Looking over earlier answers,

  • Fetching and deleting all items, as suggested by @Grouchal and others, is still an effective and useful solution. If you have very large data stores then it might be slow, but it still works very well.
  • Simply removing the data store is, as you and @groundhog note, no longer effective. It's obsolete even if you don't use external binary storage because iOS 7 uses WAL mode for SQLite journalling. With WAL mode there may be (potentially large) journal files sitting around for any Core Data persistent store.

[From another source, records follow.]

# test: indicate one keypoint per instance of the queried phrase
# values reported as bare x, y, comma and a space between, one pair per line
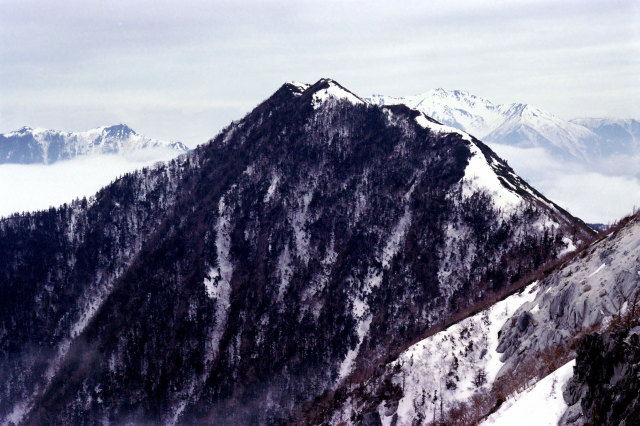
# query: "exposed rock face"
33, 146
606, 383
581, 296
301, 244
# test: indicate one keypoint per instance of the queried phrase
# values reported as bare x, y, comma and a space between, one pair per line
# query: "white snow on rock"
540, 405
334, 91
479, 175
465, 349
300, 86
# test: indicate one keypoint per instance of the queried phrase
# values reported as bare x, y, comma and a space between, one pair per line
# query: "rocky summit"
248, 278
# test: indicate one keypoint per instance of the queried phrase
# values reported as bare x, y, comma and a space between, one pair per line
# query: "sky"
182, 70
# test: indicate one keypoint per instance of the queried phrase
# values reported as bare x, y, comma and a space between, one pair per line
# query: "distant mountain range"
43, 146
524, 125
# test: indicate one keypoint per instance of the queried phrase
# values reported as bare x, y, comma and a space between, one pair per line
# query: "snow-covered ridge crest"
479, 175
28, 145
512, 124
333, 90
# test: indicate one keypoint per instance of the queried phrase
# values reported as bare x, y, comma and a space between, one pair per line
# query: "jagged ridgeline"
300, 246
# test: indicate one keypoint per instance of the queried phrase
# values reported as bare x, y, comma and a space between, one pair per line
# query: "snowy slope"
584, 295
445, 367
44, 146
541, 405
514, 124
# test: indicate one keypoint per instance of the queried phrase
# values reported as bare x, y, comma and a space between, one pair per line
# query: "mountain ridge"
524, 125
38, 145
262, 268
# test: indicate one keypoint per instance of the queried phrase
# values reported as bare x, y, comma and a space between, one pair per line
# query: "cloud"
583, 190
37, 187
171, 54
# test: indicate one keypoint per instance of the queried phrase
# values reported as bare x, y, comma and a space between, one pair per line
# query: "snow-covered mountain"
43, 146
519, 354
284, 259
521, 125
615, 136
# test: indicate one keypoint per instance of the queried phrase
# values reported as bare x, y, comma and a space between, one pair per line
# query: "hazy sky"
181, 70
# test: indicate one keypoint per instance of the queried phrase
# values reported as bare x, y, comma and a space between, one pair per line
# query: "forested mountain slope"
300, 246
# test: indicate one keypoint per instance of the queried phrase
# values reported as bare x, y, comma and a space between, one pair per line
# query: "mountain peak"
119, 130
28, 145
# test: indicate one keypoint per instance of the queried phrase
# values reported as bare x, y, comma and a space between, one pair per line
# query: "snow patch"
480, 176
600, 268
466, 349
334, 91
540, 405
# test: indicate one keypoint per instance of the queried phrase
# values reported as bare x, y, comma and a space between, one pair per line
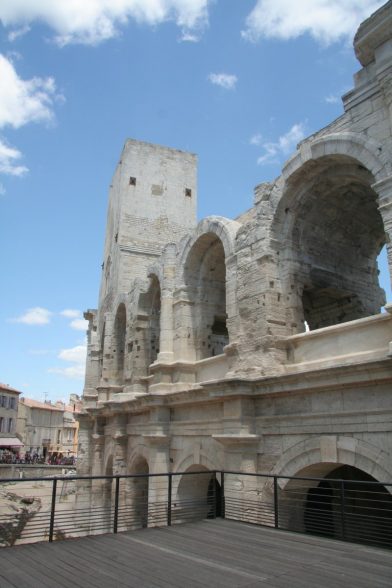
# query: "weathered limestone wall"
199, 353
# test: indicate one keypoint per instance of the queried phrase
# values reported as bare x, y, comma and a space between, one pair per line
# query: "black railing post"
276, 503
53, 509
169, 493
116, 498
222, 505
342, 509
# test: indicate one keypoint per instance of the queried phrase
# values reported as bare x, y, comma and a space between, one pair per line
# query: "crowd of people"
8, 456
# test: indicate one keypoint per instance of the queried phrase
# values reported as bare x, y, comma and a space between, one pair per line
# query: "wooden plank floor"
209, 553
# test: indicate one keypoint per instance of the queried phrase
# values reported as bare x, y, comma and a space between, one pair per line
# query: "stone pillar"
107, 355
242, 492
184, 341
93, 371
167, 324
83, 496
384, 191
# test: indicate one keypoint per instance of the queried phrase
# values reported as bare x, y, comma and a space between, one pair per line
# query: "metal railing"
54, 508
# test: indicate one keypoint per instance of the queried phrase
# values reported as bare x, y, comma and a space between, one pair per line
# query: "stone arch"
137, 491
368, 152
196, 494
331, 232
317, 501
144, 340
187, 460
108, 486
322, 454
223, 228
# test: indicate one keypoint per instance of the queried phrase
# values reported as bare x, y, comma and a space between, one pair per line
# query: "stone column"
184, 343
107, 355
167, 324
83, 496
384, 191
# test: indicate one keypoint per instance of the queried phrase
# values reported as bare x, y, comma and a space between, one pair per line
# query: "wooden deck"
210, 553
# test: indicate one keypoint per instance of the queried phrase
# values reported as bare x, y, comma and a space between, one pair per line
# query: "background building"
9, 442
49, 431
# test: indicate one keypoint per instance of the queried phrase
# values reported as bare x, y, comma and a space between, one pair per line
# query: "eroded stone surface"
254, 344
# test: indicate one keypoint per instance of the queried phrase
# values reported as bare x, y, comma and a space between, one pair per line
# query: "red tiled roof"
47, 406
43, 405
7, 388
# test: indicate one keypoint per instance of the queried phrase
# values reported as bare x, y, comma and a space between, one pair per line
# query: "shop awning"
10, 442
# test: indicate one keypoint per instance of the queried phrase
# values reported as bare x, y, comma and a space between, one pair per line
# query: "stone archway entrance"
346, 503
136, 511
198, 495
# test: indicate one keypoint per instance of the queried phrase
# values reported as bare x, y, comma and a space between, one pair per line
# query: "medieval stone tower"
198, 355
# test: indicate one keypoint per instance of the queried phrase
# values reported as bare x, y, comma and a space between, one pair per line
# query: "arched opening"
335, 234
120, 325
135, 514
198, 495
344, 503
108, 492
102, 350
205, 277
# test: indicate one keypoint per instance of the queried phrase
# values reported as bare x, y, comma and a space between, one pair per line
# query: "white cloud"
24, 101
75, 356
8, 158
16, 33
283, 146
70, 313
326, 21
34, 316
256, 139
21, 102
331, 99
188, 37
227, 81
38, 351
93, 21
79, 325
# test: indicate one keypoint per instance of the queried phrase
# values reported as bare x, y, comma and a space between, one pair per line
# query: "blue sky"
237, 82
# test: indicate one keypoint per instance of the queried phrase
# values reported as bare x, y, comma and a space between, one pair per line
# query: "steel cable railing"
49, 509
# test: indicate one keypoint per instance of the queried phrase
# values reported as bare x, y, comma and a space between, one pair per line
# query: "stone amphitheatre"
260, 344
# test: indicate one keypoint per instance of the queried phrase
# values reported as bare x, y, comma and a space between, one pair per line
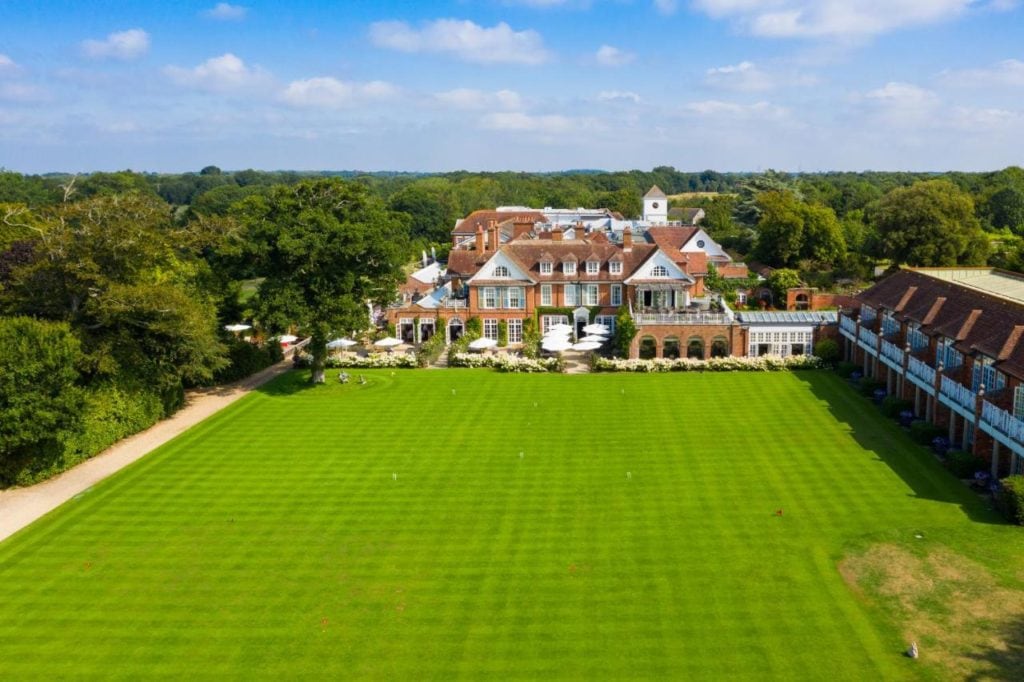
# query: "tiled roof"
949, 309
483, 218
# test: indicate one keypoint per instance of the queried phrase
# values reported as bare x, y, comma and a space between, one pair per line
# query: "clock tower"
655, 206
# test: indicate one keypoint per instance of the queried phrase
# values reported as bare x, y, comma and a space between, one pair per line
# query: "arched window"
720, 347
670, 348
695, 348
648, 347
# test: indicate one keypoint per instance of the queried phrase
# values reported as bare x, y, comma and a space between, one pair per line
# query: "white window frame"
516, 303
570, 296
515, 331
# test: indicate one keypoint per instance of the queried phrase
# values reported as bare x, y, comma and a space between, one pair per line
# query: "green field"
438, 524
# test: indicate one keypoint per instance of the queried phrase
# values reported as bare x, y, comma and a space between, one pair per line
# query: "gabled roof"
483, 219
980, 322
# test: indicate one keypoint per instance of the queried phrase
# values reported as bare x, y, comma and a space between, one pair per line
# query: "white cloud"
7, 65
221, 74
464, 39
607, 55
23, 92
667, 7
551, 124
469, 98
119, 45
619, 95
223, 11
748, 77
719, 109
1009, 73
839, 18
327, 92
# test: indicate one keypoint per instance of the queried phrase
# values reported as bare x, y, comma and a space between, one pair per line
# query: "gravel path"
22, 506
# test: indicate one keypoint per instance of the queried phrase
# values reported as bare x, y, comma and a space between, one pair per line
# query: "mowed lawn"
439, 524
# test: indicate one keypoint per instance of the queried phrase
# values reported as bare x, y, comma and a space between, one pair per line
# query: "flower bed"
762, 364
371, 361
506, 363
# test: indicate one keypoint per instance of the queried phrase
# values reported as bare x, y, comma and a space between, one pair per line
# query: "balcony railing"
868, 340
846, 324
682, 318
1004, 423
893, 353
958, 393
922, 372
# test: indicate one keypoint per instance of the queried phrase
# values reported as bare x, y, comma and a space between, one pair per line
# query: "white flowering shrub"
762, 364
506, 363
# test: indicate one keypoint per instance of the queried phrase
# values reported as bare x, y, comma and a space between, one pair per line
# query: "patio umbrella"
556, 345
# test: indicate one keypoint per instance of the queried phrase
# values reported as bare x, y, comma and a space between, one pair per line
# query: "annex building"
586, 265
949, 340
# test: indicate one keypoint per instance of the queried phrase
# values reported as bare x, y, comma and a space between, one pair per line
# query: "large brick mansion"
583, 265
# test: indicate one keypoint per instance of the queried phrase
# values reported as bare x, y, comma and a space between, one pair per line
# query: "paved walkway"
22, 506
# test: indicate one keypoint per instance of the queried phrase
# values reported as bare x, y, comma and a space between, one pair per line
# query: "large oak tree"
325, 248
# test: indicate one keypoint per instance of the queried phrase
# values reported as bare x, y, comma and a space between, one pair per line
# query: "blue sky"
512, 84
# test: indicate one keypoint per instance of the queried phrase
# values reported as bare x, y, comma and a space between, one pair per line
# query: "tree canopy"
325, 248
930, 223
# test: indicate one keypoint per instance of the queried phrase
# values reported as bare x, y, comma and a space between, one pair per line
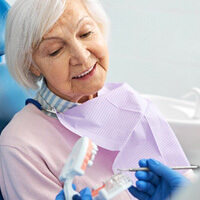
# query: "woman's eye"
86, 34
55, 52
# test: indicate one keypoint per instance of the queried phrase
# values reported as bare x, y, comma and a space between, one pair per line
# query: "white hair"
27, 22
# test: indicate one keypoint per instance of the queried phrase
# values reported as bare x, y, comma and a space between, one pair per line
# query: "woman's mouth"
86, 74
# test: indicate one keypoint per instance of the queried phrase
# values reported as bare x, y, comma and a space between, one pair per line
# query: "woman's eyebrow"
57, 38
81, 20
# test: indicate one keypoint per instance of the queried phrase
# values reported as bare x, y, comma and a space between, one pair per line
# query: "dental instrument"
82, 155
147, 169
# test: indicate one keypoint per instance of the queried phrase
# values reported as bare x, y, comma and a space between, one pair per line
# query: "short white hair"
27, 22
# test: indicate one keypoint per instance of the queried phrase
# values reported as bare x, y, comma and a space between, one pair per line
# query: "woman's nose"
79, 54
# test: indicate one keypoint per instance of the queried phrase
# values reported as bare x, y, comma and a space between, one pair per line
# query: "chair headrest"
4, 7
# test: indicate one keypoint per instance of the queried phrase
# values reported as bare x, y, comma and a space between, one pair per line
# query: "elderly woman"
59, 47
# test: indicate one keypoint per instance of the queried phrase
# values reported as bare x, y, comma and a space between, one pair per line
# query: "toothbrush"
112, 187
82, 155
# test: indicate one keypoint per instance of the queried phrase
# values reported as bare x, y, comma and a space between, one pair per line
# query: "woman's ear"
35, 70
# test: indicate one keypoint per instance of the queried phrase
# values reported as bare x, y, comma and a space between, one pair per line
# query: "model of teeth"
83, 74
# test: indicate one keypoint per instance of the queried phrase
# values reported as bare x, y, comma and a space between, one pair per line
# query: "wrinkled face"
73, 55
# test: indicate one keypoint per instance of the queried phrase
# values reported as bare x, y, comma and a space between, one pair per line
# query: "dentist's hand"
158, 183
85, 194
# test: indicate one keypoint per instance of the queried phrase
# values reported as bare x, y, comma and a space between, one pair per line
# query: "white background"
155, 44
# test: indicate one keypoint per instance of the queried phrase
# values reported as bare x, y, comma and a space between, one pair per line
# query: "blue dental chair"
12, 97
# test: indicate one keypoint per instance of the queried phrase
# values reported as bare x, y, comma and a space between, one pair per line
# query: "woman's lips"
85, 74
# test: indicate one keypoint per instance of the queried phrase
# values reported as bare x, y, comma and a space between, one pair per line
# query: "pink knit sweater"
33, 149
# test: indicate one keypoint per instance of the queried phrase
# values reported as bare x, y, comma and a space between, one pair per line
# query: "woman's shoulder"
27, 126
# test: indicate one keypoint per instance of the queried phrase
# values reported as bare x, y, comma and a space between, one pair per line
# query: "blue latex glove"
85, 194
158, 183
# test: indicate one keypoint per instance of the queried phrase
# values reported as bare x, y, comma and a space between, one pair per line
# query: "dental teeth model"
82, 155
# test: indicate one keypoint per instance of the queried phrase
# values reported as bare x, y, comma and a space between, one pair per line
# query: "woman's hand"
158, 183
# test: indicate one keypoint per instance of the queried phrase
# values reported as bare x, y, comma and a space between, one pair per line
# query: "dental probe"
147, 169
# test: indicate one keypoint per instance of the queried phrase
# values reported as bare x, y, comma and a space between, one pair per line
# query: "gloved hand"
85, 194
158, 183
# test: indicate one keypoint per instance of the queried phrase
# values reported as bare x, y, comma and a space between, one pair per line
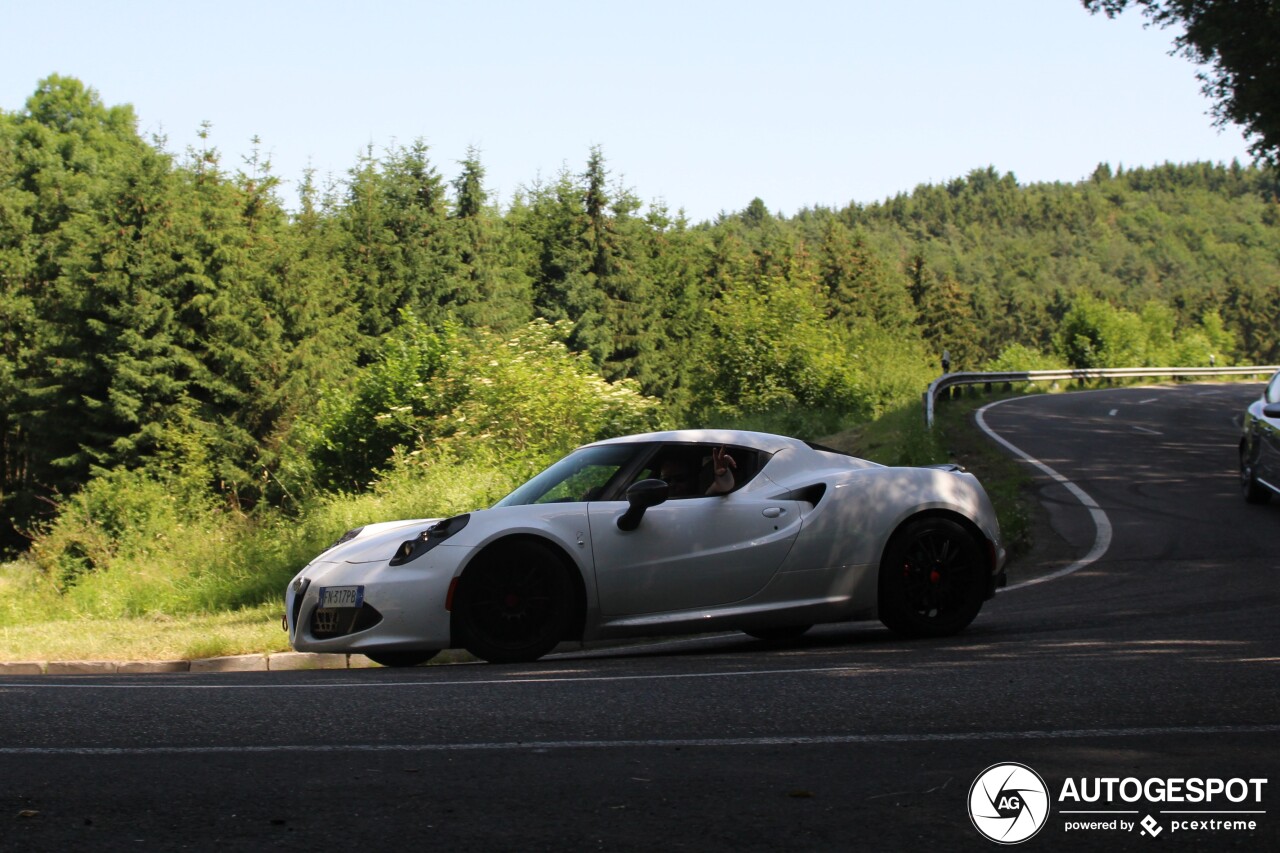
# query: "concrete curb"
273, 662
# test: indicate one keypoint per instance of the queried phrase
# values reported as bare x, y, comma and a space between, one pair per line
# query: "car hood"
375, 542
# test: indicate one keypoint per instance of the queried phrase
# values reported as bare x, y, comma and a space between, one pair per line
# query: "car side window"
689, 470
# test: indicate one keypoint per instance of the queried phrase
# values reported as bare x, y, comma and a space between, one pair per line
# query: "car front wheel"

But there's a different, similar approach to removing the persistent store that does work. The key is to put your persistent store file in its own sub-directory that doesn't contain anything else. Don't just stick it in the documents directory (or wherever), create a new sub-directory just for the persistent store. The contents of that directory will end up being the persistent store file, the journal files, and the external binary files. If you want to nuke the entire data store, delete that directory and they'll all disappear.

You'd do something like this when setting up your persistent store:

NSURL *storeDirectoryURL = [[self applicationDocumentsDirectory] URLByAppendingPathComponent:@"persistent-store"];
if ([[NSFileManager defaultManager] createDirectoryAtURL:storeDirectoryURL
        withIntermediateDirectories:NO
        attributes:nil
        error:nil]) {
    NSURL *storeURL = [storeDirectoryURL URLByAppendingPathComponent:@"MyApp.sqlite"];
    // continue with storeURL as usual...
}

Then when you wanted to remove the store,

[[NSFileManager defaultManager] removeItemAtURL:storeDirectoryURL error:nil];

That recursively removes both the custom sub-directory and all of the Core Data files in it.

This only works if you don't already have your persistent store in the same folder as other, important data. Like the documents directory, which probably has other useful stuff in it. If that's your situation, you could get the same effect by looking for files that you do want to keep and removing everything else. Something like:

NSString *docsDirectoryPath = [[self applicationDocumentsDirectory] path];
NSArray *docsDirectoryContents = [[NSFileManager defaultManager] contentsOfDirectoryAtPath:docsDirectoryPath error:nil];
for (NSString *docsDirectoryItem in docsDirectoryContents) {
    // Look at docsDirectoryItem. If it's something you want to keep, do nothing.
    // If it's something you don't recognize, remove it.
}

This approach may be error prone. You've got to be absolutely sure that you know every file you want to keep, because otherwise you might remove important data. On the other hand, you can remove the external binary files without actually knowing the file/directory name used to store them.